Find all triples $(a,b,c)$ of positive real numbers satisfying the system of equations \[ a\sqrt{b}-c \&= a,\qquad b\sqrt{c}-a \&= b,\qquad c\sqrt{a}-b \&= c. \]

Given any $60$ points on a circle of radius $1$, prove that there is a point on the circle the sum of whose distances to these $60$ points is at most $80$.

Let $p$ be a prime number. Prove that from a $p^2\times p^2$ array of squares, we can select $p^3$ of the squares such that the centers of any four of the selected squares are not the vertices of a rectangle with sides parallel to the edges of the array.

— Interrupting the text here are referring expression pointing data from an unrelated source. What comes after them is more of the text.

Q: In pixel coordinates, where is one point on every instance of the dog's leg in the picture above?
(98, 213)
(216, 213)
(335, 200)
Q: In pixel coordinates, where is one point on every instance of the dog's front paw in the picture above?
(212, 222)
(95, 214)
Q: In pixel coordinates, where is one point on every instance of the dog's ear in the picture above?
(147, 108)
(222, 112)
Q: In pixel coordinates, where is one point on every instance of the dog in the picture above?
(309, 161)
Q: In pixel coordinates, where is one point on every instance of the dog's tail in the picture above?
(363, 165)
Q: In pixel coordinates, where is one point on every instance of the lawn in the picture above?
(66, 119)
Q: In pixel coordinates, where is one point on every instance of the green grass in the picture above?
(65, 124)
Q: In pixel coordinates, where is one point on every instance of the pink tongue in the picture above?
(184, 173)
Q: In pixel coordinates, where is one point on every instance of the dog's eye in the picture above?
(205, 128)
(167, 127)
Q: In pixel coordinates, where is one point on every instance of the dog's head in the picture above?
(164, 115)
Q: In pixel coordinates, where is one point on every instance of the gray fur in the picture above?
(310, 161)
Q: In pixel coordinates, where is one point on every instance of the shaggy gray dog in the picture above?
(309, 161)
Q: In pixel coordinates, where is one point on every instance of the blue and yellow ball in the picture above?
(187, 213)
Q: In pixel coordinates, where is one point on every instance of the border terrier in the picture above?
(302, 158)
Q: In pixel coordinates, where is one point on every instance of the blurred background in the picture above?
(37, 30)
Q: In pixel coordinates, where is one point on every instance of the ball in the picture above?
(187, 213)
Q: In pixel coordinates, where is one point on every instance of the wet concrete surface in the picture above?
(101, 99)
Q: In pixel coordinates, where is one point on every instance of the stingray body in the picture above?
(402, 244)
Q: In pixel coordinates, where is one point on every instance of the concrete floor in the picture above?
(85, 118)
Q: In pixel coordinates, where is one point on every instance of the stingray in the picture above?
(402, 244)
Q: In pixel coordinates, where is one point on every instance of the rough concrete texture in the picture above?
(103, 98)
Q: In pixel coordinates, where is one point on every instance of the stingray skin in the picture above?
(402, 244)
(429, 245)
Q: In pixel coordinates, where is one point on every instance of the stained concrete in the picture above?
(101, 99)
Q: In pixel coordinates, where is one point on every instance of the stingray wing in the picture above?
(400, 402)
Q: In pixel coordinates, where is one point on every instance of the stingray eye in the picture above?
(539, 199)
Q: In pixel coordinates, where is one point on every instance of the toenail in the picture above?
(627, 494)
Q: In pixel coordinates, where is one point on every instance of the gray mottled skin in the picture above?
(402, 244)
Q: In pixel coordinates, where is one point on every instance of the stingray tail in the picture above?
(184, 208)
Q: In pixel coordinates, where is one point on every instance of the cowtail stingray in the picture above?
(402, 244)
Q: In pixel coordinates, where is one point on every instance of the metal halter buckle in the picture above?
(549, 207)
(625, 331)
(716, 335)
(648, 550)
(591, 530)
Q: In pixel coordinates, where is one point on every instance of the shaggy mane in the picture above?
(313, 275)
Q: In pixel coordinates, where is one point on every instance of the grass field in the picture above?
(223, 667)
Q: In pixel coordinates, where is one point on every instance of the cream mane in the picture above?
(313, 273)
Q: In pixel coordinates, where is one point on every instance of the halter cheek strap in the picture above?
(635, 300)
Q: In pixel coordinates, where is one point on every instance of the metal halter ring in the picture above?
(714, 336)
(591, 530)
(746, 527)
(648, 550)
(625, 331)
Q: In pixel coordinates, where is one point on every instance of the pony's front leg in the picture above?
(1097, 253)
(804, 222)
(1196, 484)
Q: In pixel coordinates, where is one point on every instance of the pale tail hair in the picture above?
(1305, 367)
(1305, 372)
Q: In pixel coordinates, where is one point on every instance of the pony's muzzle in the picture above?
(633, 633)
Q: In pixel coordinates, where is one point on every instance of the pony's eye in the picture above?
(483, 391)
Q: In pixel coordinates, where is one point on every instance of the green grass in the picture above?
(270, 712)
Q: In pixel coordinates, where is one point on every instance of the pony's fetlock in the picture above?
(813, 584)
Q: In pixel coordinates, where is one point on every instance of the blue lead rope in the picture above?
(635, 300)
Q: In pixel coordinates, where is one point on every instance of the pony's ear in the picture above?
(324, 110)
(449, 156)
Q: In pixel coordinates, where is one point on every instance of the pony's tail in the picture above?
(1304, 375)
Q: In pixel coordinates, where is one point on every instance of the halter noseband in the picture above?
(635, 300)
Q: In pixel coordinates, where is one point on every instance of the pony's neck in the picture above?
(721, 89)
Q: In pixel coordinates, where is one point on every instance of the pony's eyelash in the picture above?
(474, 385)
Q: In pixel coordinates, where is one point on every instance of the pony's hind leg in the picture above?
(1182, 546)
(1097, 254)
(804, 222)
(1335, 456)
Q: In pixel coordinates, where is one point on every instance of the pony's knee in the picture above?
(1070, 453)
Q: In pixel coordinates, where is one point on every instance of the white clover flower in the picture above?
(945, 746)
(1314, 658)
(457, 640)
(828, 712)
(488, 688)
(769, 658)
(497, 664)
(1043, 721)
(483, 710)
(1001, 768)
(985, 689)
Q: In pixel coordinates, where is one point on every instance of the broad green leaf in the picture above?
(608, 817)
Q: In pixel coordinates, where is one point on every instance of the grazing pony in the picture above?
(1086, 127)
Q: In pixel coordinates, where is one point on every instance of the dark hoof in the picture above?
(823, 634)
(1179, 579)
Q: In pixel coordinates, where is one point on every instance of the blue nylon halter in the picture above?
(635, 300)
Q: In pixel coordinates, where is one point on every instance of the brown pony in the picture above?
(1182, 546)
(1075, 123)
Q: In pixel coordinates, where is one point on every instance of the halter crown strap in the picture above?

Given any collection of $2010$ nondegenerate triangles, their sides are painted so that each triangle has one red side, one blue side, and one white side. For each color, arrange the side lengths in order: let $b_1\le b_2\le\cdots\le b_{2011}$ denote the lengths of the blue sides; let $r_1\le r_2\le\cdots\le r_{2011}$ denote the lengths of the red sides; and let $w_1\le w_2\le\cdots\le w_{2011}$ denote the lengths of the white sides. Find the largest integer $k$ for which there necessarily exists at least $k$ indices $j$ such that $b_j$, $r_j$, $w_j$ are the side lengths of a nondegenerate triangle.

Let $x$, $y$, $z$ be positive real numbers satisfying $x+y+z\ge 6$. Find, with proof, the minimum value of \[ x^2+y^2+z^2+\frac{x}{y^2+z+1}+\frac{y}{z^2+x+1}+\frac{z}{x^2+y+1}. \]

Let $ABCD$ be a convex quadrilateral for which \[ AB+CD=\sqrt{2}\cdot AC\qquad\text{and}\qquad BC+DA=\sqrt{2}\cdot BD.\] Prove that $ABCD$ is a parallelogram.